When I was a boy, I wanted to do boy scouts. I was probably 10 or so at the time, so when I went to the local scout group I was a "cub". I went to a single evening, was disillusioned, and never went back. When my mother asked why I didn't enjoy it I was unable to articulate it, but I think I finally have a handle on it.
Before I talk about why I was disillusioned, first I should mention my mental model of what a scout is. I had grown up on a diet of bookes like the Famous Five and the Hardy Boys. In these books the characters go around, have an adventure, and succeed due to logic, personal skills and planning. Speaking of planning, what is the boy scout motto? "Be Prepared". If you read the wikipedia page on Boy Scouts you find:
... program of informal education with an emphasis on practical outdoor activities, including camping, woodcraft, aquatics, hiking, backpacking ...And that sums up my view of the boy scounts, as it was and is. I went there to learn the things that school doesn't teach: to learn skills that would be useful and practical in the world around me.
So when I attended that single night of Cubs, what happened? We were divided into teams and played indoor cricket.
Can you see the distinction? I went expecting to learn skills, and instead played a "pointless" game. At the end of the evening when I mentioned to my mother that all we had done was play a game, she asked "what did you expect?" I have no idea what I said in response.
I'm sure some readers out there are going "but indoor cricket isn't so bad. They were probably teaching leadership skills or teamwork. Scouting isn't all about outdoor activities." Yeah, maybe. It was only one night. But there was nothing that occurred that evening that suggested to me that things may be different on other nights. There was nothing to suggest that Boy Scouts would ever be "skills focused."
It's worth mentioning that by this point our family was doing pretty serious hiking. Spending a few days in the outdoors was not foreign to me. My sister did Girl Guides for a while (months?) and was similarly disappointed. I have a memory of her coming home going "we learned to brush our teeth using a cup of water rather than a sink." In later discussions I remember my parents pointing out that if someones parents didn't take them hiking, then they'd never learn that sort of thing.
A couple years back I read a book "Shelters Shacks and Shanties" published
by one of the founders of the American Boy Scouts. (It's available on
Gutenberg). This book describes - to boys, how to shingle a building with
bark, how to build a foundation for a shelter on a marsh and warns about
the challenges of building an underground house.
This is a book aimed at teenage boys!
There is a very very long way between playing indoor cricket and building a house on a swamp.
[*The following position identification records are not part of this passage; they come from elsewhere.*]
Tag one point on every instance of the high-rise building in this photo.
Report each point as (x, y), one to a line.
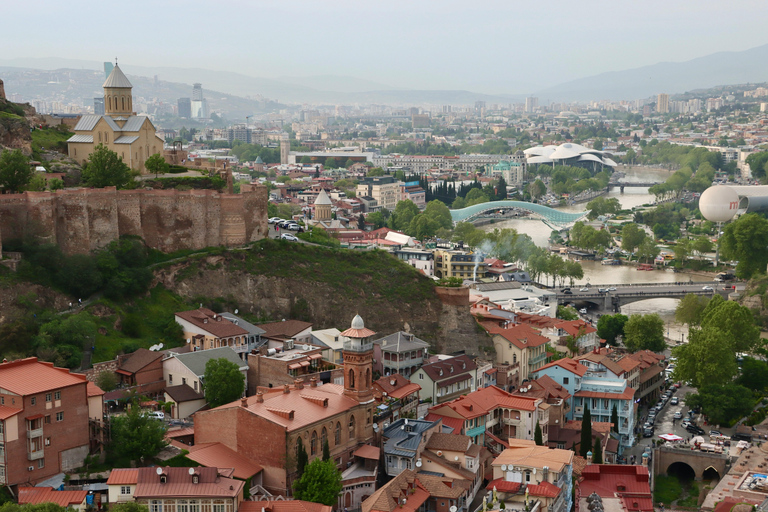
(98, 106)
(662, 103)
(531, 104)
(185, 107)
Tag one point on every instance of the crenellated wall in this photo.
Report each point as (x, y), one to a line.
(81, 220)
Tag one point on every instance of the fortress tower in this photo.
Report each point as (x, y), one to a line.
(358, 361)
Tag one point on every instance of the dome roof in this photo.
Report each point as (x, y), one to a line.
(357, 323)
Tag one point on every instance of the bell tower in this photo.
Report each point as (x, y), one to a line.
(358, 361)
(118, 98)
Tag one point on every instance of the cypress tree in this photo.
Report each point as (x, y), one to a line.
(586, 432)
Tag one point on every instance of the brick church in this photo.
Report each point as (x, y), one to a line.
(132, 137)
(266, 427)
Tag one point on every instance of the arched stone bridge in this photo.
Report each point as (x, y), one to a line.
(664, 457)
(626, 294)
(551, 217)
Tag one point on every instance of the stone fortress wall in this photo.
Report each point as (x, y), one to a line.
(82, 220)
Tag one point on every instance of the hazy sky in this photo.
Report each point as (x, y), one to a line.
(485, 46)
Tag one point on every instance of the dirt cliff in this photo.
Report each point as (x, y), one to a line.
(395, 299)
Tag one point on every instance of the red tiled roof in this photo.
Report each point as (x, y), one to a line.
(287, 505)
(566, 363)
(123, 476)
(30, 376)
(37, 495)
(216, 455)
(207, 320)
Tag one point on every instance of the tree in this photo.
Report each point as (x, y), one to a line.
(632, 236)
(320, 483)
(707, 358)
(644, 332)
(105, 169)
(597, 451)
(302, 458)
(611, 326)
(745, 240)
(15, 171)
(326, 450)
(136, 436)
(224, 382)
(586, 433)
(157, 164)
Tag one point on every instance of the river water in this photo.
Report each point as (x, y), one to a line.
(596, 274)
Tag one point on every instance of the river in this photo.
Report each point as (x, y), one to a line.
(595, 273)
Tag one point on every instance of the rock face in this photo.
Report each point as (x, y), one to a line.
(447, 327)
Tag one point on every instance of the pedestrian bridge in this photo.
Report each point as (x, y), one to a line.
(702, 463)
(622, 294)
(548, 215)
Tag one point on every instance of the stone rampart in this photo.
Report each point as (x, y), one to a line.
(82, 220)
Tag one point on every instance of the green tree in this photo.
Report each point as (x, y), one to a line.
(745, 240)
(326, 450)
(15, 171)
(320, 483)
(691, 309)
(644, 332)
(586, 432)
(156, 164)
(632, 236)
(611, 326)
(754, 375)
(597, 451)
(224, 382)
(302, 458)
(105, 169)
(136, 437)
(707, 358)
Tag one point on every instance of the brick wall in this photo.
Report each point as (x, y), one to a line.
(81, 220)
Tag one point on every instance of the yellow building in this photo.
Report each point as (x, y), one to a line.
(132, 137)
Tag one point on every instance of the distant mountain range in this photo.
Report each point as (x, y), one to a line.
(722, 68)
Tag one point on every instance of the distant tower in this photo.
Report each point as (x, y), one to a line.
(285, 148)
(323, 206)
(358, 361)
(118, 99)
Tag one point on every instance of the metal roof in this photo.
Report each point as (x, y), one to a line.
(126, 139)
(117, 79)
(81, 138)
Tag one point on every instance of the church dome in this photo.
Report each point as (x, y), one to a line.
(357, 323)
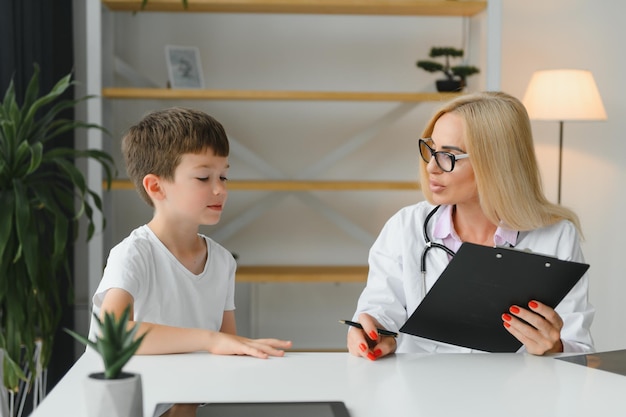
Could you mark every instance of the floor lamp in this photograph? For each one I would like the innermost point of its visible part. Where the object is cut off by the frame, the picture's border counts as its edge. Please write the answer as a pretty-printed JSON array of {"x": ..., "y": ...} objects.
[{"x": 563, "y": 95}]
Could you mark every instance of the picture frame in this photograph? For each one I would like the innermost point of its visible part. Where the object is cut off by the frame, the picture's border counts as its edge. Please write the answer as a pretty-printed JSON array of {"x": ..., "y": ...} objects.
[{"x": 184, "y": 67}]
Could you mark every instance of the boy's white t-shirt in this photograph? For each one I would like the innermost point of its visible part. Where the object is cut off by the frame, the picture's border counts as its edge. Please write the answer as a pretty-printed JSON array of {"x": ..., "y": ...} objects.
[{"x": 164, "y": 291}]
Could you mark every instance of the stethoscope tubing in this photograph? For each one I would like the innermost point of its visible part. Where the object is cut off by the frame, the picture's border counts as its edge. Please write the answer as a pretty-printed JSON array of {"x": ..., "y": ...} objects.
[{"x": 430, "y": 244}]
Fast forward a couple years and I did a "trainee ranger" course aimed at turning people into forest rangers. The very first day we went out and ... planted trees. Maybe it was aimed at adults, but at no point did we play games solely for "team building" or "leadership." Team-building and leadership training came in the form of being handed a radio and told to run a trapline.
So what would I have made me come back to boy scouts? What could they have done that evening? Pretty much anything that involved learning and my hands. Look at the list of boy scouts badges. 99% of them involve practical skills (and those that don't are all created > 50 years after the scouts movement was originated). Any of those would have sufficed.
So I never did boy scouts. But I spent last night sleeping in a shelter I built, after walking several kilometers off-track through dense bush. I knew the names of the birds both in Maori and English, and I knew some of the geology of the mountain I was walking over. I chatted to the farmer who owns some of the land I passed through, and was courteous to others I passed before I turned off-track.
Am I a boy scout? Nope. I'm a graduate trainee ranger, and at least in my mind, that is something better.